Going forward, Fedorenko’s lab hopes to learn much more from EG’s brain. In a preprint posted online last month that has not yet been peer reviewed or published by a journal, they looked at a brain region called the visual word form area, which is thought to be responsible for decoding the written forms of words. In neurotypical people, the region is found in the left ventral temporal cortex; but for EG, the function is distributed throughout her brain, and she’s a “really good, fast reader,” says Fedorenko. For a future study, they’re also looking into how EG’s missing temporal lobe affects her auditory system. 

Remarkably, EG’s sister is missing her right temporal lobe and is largely unaffected by it, suggesting there's likely some genetic component to the early childhood strokes that can explain the missing brain regions, Fedorenko says. Next up, the team wants to use both EG and her sister—who has also volunteered to be studied—to try to understand how social and emotional processing takes place predominantly in the right hemisphere. In fact, the whole family is getting involved. A third sibling and EG’s father have also had their brains scanned, although it turns out they each have two intact temporal lobes—or a “boring brain,” as EG dubs it.

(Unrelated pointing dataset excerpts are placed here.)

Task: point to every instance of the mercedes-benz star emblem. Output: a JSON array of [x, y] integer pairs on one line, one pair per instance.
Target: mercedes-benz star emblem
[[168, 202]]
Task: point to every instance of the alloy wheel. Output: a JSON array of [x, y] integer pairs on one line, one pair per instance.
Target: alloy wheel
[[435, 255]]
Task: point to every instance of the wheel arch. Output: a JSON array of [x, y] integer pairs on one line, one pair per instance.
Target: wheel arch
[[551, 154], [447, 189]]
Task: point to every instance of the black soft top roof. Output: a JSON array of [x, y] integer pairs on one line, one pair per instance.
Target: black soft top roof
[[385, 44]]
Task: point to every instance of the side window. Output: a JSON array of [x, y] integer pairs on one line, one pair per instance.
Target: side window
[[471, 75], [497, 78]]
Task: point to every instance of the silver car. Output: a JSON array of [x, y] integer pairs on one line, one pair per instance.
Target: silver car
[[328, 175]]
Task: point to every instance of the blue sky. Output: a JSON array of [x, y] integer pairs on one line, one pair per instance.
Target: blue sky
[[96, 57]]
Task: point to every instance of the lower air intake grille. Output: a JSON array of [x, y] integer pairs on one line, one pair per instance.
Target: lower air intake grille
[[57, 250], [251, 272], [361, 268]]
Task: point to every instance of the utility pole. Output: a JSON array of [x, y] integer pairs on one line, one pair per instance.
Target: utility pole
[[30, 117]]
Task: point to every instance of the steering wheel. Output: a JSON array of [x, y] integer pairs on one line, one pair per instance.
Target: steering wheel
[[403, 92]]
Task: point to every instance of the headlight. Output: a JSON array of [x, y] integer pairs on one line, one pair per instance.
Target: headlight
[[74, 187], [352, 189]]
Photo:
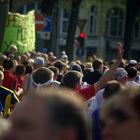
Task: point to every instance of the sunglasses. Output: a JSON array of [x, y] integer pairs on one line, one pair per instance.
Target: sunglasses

A fourth sibling will be scanned in the near future. For a long time, it had never occurred to EG that anybody would want to study her, so she is just glad that the neuroscience field has been able to learn something from her brain. “And I hope that it will also take some stigma away from atypical brains,” she says.



1 comment:

  1. Tuckute G, Paunov A, Kean H, Small H, Mineroff Z, Blank I, Fedorenko E. Frontal language areas do not emerge in the absence of temporal language areas: A case study of an individual born without a left temporal lobe. Neuropsychologia. 2022 May 3;169:108184. doi: 10.1016/j.neuropsychologia.2022.108184. Epub 2022 Feb 17. PMID: 35183561.

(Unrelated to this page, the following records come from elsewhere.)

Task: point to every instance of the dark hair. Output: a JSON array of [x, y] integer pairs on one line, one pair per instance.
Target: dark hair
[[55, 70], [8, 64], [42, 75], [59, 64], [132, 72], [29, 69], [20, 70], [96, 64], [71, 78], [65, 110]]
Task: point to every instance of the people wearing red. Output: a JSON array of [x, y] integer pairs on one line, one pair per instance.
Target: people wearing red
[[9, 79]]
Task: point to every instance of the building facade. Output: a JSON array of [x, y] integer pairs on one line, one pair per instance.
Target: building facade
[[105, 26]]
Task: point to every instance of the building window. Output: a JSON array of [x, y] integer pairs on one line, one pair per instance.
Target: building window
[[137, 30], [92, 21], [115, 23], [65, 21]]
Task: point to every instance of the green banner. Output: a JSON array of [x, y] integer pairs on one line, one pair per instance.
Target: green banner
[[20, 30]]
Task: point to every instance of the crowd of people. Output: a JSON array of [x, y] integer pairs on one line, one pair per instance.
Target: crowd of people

    Language processing relies on a left-lateralized fronto-temporal brain network. How this network emerges ontogenetically remains debated. We asked whether frontal language areas emerge in the absence of temporal language areas through a 'deep-data' investigation of an individual (EG) born without her left temporal lobe. Using fMRI methods that have been validated to elicit reliable individual-level responses, we find that-as expected for early left-hemisphere damage-EG has a fully functional language network in her right hemisphere (comparable to the LH network in n = 145 controls) and intact linguistic abilities. However, we detect no response to language in EG's left frontal lobe (replicated across two sessions, 3 years apart). Another network-the multiple demand network-is robustly present in frontal lobes bilaterally, suggesting that EG's left frontal cortex can support non-linguistic cognition. The existence of temporal language areas therefore appears to be a prerequisite for the emergence of the frontal language areas.